R Quatre, entre 26 et 31 ans. J’ai eu, dans les 10 ou 15 dernières années, un paquet d’échanges avec mes enfants, un paquet de discussions sur leur avenir, la lutte contre les changements climatiques, la place des jeunes dans la société, les défis qu’ils ont à relever, la technologie, l’anxiété, l’inquiétude. Ce sont des discussions qui me stimulent.
Q De quoi sera-t-il question lors des assises annuelles de Desjardins, à la fin du mois de mars?
R On va d’abord discuter de la performance du Mouvement Desjardins. Performance avec un grand p. Partout à travers le Québec et le Canada, le Mouvement Desjardins se porte très bien. Le membership est à la hausse, la satisfaction des membres et des clients est nettement à la hausse, la mobilisation des troupes est très forte.
C’est donc le premier message à passer: le Mouvement Desjardins est solide et il est en mesure de passer à travers des années 2023 et 2024 qui seront sans doute plus difficiles.
Q Comment se porte l’épargne des Québécois?
R Ce qu’on constate, c’est qu’autant chez les particuliers que chez les entreprises, la résilience a été très forte malgré la pandémie. Donc, plusieurs personnes ont accumulé de l’épargne, ont moins dépensé.
Que ce soit sur les cartes de crédit, les remboursements hypothécaires, la hausse des taux d’intérêt, les gens sont en mesure de passer à travers la période actuelle, globalement.
Depuis le mois de novembre, on appelle proactivement des dizaines de milliers de membres parce qu’on sait que la hausse des taux d’intérêt peut les avoir affectés.

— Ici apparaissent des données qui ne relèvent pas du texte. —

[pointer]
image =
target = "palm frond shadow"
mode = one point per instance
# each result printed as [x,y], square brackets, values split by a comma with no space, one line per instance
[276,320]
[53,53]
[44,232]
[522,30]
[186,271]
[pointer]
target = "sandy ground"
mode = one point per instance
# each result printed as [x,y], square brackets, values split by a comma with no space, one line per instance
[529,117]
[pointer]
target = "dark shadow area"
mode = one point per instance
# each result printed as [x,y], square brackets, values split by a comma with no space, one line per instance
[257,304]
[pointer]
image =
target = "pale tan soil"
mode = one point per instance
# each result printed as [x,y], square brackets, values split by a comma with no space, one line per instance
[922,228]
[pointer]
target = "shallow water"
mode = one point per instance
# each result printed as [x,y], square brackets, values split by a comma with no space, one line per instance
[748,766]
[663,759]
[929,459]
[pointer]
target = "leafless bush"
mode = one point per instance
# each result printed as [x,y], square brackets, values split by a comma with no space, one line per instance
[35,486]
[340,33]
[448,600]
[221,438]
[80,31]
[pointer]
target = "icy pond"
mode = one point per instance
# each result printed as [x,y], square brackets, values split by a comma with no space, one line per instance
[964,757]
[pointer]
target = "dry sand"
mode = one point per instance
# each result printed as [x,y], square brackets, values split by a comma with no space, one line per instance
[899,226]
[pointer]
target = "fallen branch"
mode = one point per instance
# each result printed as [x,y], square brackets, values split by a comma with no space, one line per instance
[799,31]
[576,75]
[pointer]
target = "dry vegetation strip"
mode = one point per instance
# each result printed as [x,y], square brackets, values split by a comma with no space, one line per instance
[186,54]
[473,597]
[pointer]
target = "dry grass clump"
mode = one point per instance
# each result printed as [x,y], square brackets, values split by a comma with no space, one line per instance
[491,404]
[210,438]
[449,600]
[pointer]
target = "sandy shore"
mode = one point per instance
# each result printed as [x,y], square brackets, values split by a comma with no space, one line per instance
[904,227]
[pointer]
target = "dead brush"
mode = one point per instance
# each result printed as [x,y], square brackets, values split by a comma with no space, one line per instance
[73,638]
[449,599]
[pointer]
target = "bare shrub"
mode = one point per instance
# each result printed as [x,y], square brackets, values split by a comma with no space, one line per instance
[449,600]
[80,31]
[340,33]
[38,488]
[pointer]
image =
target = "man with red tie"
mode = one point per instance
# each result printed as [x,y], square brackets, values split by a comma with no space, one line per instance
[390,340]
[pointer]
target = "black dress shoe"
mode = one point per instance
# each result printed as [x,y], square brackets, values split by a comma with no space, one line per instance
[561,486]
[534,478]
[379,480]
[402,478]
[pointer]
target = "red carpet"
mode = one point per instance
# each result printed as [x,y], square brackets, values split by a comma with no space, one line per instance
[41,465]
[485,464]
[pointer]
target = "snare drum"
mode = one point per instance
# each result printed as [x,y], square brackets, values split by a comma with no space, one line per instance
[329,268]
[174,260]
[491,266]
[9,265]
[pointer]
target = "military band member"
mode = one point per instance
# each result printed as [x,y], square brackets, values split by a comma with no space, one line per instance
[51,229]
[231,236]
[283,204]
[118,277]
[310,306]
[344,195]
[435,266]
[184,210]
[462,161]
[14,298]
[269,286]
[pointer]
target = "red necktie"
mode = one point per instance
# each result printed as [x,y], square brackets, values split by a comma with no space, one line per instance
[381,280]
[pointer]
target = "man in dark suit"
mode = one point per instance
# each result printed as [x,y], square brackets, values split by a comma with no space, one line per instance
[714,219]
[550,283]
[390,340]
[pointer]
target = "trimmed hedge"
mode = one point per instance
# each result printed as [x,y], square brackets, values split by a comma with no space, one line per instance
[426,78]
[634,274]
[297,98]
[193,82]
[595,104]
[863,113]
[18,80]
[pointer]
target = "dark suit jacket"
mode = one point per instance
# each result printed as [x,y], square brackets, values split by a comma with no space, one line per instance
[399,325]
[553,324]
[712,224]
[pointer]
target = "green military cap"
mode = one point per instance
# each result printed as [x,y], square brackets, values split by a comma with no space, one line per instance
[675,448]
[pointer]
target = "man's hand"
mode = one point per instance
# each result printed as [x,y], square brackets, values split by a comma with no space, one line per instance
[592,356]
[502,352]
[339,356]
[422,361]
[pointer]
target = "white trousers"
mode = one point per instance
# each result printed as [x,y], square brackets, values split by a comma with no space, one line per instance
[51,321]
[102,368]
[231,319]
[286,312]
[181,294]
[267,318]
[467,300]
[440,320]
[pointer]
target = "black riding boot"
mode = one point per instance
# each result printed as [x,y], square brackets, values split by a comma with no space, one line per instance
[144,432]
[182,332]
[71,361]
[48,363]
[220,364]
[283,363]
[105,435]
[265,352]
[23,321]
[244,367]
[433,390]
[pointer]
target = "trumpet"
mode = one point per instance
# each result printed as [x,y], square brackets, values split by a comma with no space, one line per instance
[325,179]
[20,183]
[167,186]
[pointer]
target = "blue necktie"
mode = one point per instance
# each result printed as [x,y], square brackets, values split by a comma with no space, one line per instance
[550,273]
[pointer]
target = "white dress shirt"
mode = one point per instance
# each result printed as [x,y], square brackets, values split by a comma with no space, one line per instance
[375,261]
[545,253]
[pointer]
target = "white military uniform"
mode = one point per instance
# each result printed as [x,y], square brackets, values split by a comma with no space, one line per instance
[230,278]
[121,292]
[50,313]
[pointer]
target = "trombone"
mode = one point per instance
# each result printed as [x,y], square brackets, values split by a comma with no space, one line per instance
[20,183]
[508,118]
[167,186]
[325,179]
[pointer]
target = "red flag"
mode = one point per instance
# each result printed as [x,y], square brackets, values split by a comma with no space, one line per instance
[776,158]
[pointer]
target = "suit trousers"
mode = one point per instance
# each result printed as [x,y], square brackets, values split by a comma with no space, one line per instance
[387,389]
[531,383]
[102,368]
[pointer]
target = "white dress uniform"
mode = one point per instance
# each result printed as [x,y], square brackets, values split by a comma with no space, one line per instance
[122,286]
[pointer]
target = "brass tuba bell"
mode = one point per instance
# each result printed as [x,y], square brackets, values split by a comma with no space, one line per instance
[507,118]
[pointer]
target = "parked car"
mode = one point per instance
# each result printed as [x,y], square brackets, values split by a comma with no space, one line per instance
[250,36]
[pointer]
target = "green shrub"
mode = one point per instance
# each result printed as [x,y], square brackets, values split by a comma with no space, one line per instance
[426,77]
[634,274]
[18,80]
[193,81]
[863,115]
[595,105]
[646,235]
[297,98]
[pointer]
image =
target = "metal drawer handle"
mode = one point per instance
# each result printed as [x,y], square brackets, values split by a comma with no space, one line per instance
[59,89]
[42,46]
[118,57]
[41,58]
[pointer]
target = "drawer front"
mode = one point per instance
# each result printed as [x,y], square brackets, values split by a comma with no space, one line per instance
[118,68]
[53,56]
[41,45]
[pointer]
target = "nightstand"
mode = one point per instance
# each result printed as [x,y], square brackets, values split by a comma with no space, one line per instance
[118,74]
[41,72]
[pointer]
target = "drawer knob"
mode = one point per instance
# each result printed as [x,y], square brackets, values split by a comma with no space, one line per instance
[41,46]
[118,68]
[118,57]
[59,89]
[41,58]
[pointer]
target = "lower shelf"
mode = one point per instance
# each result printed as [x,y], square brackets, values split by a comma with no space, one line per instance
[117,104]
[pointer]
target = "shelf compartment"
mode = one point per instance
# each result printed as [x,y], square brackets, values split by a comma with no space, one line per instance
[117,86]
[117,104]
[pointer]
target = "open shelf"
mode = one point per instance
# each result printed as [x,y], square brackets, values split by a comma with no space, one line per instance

On cherche des solutions avec eux.
C’est sûr qu’on anticipe, chez Desjardins, un six à huit mois — jusqu’en août, septembre, octobre — de ralentissement économique. Quelle en sera l’ampleur? Le jury délibère. Mais dès le début de 2024, selon nos économistes, on voit quelque chose qui peut reprendre plus positivement.
Q La plupart des employés de Desjardins ne sont pas revenus au bureau à temps plein depuis la fin de la pandémie. Craignez-vous que Desjardins se retrouve avec trop d’espaces de bureaux? Regrettez-vous d’avoir fait construire la tour de Lévis?
R Non, absolument pas. Mais je suis convaincu que le monde du travail ne sera plus jamais le même. Aujourd’hui, nos 60000 employés à travers le Canada, ils ne veulent pas et ne reviendront pas cinq jours par semaine au bureau.
Si on décide d’être fermes et de les obliger à revenir au bureau, ils vont partir. Notre posture est d’être très flexibles. C’est sûr qu’avec 800 métiers différents et des activités partout au Canada, on ne peut pas dire: il y aura une seule façon de faire chez Desjardins. On va demander à chacun de nos gestionnaires de regarder la solution la plus adaptée à leur réalité. C’est ce qu’on a fait depuis le mois d’avril dernier.
Il y a des équipes qui travaillent cinq jours au bureau à Lévis. D’autres qui travaillent cinq jours à la maison. Et, entre les deux, des gens travaillent une journée, ou deux, ou trois, ou quatre. En moyenne, les gens sont au bureau une à deux journées par semaine. Et je suis convaincu que ça va être ça le monde du travail chez Desjardins dans le futur.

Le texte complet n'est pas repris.